Best And Worst ETFs (And Mutual Funds): Large-Cap Value Style

 | Jul 18, 2012 06:43AM ET

The large-cap value style ranks fourth out of the twelve fund styles as detailed in my style roadmap. It gets my Neutral rating, which is based on an aggregation of the ratings of 38 ETFs and 744 mutual funds in the large-cap value style as of July 17, 2012.

Figures 1 and 2 show the five best- and worst-rated ETFs and mutual funds in the style. Not all large-cap value style ETFs and mutual funds are created the same. The number of holdings varies widely (from 14 to 1358), which creates drastically different investment implications and ratings. The best ETFs and mutual funds allocate more value to Attractive-or-better-rated stocks than the worst, which allocate too much value to Neutral-or-worse-rated stocks.

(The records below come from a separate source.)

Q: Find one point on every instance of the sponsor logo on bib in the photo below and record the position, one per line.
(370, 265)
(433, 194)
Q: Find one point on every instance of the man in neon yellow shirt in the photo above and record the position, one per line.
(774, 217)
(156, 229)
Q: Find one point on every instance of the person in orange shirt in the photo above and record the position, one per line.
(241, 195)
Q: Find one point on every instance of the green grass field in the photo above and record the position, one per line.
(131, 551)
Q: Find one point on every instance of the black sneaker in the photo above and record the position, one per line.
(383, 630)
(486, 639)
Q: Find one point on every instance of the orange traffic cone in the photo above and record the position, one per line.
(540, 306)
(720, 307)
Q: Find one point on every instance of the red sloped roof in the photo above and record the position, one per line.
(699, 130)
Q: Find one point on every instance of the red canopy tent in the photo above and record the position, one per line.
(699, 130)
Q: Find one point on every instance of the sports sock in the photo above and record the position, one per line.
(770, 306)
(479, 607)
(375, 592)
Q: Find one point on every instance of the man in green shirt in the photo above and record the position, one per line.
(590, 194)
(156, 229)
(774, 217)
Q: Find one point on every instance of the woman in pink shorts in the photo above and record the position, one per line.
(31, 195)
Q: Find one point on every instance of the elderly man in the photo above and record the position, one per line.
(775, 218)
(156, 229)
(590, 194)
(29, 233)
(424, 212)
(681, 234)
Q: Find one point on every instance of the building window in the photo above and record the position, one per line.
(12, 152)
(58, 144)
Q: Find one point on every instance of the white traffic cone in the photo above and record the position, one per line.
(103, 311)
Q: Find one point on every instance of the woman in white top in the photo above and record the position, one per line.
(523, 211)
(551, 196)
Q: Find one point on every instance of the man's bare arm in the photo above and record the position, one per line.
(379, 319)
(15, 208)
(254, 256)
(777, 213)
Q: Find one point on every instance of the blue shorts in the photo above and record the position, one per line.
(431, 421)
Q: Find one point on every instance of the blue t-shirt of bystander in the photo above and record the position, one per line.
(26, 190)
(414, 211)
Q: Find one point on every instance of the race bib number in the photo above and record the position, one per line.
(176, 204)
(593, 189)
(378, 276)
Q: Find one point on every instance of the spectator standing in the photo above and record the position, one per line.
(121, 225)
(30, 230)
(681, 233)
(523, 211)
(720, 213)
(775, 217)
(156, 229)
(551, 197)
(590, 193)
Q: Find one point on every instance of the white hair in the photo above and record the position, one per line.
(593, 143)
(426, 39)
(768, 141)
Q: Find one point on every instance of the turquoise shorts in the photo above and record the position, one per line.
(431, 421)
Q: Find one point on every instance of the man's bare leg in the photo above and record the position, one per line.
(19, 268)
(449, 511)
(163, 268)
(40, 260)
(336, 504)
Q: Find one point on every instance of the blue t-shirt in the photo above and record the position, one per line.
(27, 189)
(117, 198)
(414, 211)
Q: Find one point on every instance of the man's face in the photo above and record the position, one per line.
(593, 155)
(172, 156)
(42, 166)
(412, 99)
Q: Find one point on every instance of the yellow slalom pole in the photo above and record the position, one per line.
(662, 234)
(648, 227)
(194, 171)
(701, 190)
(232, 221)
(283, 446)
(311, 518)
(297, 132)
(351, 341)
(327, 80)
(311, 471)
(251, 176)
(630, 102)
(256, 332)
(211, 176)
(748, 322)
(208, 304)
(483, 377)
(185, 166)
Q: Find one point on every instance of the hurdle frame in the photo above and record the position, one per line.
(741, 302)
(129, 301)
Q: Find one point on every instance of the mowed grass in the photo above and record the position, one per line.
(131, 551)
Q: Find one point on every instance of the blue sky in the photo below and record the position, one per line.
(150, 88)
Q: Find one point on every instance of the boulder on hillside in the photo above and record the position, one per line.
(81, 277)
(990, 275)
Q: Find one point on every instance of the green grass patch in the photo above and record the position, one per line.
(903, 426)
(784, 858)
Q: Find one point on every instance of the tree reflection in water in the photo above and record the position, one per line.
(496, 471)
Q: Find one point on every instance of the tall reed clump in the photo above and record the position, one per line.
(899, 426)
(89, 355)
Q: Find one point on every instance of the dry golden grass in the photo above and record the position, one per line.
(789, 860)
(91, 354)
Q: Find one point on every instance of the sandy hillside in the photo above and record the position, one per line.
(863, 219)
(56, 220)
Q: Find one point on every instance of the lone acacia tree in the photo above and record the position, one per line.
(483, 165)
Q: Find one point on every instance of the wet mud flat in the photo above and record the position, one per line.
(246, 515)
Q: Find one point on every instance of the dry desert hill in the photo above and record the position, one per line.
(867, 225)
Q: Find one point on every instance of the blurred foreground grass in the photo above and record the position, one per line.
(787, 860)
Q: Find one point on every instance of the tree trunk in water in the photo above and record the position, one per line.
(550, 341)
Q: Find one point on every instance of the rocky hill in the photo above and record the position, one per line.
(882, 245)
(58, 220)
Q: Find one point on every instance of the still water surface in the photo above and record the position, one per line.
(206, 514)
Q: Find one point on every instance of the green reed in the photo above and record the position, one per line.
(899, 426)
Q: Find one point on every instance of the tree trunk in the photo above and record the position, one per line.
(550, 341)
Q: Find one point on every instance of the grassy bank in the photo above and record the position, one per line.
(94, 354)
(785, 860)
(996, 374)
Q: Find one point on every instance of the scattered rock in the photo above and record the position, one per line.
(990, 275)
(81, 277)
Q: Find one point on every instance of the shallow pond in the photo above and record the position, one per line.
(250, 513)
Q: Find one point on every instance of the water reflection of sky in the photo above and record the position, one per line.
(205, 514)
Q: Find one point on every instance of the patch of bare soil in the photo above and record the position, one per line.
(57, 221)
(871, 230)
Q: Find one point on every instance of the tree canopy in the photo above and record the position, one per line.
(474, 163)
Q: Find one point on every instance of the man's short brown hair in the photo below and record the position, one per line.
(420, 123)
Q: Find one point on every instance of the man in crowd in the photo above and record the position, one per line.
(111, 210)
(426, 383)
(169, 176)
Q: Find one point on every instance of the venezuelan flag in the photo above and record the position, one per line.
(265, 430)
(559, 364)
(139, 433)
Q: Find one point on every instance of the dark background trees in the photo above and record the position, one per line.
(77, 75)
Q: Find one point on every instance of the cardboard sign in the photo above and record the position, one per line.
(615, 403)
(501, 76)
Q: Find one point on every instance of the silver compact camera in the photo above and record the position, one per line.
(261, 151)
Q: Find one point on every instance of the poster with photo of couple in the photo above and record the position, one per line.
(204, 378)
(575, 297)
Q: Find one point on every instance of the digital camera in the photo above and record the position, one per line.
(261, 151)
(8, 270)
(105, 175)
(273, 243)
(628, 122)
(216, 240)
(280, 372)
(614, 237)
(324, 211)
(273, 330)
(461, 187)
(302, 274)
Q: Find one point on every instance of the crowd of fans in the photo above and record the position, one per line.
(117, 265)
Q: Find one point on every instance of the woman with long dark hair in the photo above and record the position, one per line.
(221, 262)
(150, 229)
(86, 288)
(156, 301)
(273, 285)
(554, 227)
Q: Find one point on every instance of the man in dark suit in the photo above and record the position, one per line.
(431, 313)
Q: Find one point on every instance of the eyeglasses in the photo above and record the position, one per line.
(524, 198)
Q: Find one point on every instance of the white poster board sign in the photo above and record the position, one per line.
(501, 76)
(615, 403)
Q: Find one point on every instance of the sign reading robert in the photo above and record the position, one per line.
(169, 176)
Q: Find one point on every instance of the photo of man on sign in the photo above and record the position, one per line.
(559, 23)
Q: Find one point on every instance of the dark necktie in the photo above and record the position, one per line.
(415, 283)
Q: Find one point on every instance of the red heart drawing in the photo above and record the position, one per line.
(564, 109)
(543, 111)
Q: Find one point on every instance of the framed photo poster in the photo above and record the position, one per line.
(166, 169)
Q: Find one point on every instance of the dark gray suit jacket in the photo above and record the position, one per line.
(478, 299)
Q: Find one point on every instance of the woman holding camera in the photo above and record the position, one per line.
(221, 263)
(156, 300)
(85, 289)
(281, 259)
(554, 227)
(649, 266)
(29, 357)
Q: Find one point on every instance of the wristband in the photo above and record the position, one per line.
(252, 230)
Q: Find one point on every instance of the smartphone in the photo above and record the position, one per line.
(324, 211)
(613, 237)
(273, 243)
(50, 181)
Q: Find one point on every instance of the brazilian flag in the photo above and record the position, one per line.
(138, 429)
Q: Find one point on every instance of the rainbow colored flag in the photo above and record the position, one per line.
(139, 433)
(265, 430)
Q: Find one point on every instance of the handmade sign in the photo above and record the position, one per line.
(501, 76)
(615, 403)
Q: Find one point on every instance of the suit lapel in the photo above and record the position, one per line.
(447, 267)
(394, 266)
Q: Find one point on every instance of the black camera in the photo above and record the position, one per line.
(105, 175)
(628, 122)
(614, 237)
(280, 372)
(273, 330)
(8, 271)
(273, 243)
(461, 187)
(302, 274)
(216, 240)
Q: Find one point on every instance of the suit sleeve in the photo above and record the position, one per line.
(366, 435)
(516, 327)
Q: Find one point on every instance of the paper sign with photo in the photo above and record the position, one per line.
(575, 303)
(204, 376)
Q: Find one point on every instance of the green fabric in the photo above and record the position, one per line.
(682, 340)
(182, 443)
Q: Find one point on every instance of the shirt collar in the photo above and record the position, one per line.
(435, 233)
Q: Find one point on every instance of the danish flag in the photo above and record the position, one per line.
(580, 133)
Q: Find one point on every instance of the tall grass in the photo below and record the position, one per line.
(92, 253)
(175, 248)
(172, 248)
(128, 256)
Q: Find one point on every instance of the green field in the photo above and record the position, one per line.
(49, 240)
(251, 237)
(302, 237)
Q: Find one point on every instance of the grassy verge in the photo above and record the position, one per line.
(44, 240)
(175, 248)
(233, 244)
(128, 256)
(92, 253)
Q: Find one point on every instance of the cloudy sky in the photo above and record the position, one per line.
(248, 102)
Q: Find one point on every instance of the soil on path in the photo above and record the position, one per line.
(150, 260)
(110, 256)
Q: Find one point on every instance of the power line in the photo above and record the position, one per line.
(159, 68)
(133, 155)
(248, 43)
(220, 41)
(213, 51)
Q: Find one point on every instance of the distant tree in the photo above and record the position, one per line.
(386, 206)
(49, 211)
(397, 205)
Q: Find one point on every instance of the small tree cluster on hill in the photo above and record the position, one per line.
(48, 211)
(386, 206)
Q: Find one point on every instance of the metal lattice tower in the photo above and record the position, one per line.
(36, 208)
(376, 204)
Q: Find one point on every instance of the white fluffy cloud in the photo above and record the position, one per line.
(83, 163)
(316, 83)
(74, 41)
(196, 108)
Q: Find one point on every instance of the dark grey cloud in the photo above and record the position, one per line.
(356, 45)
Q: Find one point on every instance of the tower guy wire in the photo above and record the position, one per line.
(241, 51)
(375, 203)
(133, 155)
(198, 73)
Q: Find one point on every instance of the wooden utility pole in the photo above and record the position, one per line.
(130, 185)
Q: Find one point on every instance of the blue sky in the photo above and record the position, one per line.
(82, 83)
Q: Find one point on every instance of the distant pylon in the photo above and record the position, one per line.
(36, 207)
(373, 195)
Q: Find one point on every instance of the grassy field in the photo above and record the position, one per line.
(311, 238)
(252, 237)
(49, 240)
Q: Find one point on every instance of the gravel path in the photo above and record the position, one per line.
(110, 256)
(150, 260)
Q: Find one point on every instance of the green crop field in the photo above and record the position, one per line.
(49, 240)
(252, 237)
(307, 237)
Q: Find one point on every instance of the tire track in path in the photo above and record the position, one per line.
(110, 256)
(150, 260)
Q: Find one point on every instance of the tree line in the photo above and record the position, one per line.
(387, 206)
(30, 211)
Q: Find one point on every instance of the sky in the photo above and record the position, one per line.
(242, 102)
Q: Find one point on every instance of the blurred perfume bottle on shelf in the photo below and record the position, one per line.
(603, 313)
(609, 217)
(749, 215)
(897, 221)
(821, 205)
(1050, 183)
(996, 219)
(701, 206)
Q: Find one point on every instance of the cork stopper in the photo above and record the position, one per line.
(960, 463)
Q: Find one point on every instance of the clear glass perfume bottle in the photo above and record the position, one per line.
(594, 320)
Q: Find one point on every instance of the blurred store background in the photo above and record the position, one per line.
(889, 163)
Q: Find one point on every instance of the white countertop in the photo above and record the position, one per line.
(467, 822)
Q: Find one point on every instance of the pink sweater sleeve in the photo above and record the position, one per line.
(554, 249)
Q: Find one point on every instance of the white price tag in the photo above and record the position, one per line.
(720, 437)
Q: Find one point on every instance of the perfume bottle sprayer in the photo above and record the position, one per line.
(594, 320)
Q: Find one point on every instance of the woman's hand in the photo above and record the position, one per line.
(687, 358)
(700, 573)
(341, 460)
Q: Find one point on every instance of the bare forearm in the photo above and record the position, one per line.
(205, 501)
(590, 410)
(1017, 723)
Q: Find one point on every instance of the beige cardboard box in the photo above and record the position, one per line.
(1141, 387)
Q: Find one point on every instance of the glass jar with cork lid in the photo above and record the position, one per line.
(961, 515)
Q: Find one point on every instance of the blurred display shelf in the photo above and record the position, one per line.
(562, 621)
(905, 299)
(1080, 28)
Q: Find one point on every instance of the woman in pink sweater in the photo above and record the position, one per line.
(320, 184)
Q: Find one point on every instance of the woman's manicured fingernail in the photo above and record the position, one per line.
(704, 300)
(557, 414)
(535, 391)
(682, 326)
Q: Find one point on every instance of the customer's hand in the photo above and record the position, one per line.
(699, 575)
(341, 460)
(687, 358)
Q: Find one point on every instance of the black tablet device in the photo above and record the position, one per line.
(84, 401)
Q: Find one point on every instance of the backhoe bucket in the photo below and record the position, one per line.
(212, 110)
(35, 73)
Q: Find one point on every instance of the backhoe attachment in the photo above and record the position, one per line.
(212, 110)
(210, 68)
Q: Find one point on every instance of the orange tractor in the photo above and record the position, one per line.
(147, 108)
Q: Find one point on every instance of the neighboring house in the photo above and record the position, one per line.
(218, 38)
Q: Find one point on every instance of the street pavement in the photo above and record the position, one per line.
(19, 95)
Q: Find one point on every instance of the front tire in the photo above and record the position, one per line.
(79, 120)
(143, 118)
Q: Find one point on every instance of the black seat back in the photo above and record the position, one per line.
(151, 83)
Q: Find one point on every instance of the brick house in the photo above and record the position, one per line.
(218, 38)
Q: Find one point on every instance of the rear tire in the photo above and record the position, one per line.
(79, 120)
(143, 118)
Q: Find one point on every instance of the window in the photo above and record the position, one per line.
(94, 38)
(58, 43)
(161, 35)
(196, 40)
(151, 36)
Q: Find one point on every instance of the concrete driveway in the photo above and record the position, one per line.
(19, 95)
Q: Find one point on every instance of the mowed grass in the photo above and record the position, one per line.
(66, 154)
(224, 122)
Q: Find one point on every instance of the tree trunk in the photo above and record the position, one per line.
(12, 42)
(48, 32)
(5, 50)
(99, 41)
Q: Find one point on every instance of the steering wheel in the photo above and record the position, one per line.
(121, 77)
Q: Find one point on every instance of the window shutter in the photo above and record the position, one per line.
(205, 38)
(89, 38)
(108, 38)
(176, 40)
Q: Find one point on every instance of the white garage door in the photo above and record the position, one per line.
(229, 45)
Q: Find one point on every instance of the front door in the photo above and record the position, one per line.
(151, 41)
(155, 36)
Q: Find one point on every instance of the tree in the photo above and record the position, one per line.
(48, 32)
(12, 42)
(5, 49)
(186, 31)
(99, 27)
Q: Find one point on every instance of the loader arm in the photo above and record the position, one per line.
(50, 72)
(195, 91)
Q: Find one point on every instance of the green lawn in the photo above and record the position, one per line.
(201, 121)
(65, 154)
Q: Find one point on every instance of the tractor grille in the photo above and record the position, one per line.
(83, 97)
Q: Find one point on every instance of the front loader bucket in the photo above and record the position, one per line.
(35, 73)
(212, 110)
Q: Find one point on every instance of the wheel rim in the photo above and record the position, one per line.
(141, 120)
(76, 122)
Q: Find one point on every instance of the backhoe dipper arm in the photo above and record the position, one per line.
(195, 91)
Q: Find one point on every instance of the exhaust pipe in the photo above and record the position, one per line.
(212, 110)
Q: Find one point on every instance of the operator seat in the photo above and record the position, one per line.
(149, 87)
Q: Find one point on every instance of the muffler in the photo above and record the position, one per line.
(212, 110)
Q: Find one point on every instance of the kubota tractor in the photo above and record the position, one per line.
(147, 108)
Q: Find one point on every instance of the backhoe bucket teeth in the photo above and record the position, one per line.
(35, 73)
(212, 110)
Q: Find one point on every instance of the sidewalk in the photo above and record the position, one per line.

To identify the best and avoid the worst ETFs and mutual funds within the large-cap value style, investors need a predictive rating based on (1) stocks ratings of the holdings and (2) the all-in expenses of each ETF and mutual fund. Investors need not rely on backward-looking ratings.

Investors seeking exposure to the large-cap value style should buy one of the Attractive-or-better rated ETFs or mutual funds from Figures 1 and 2.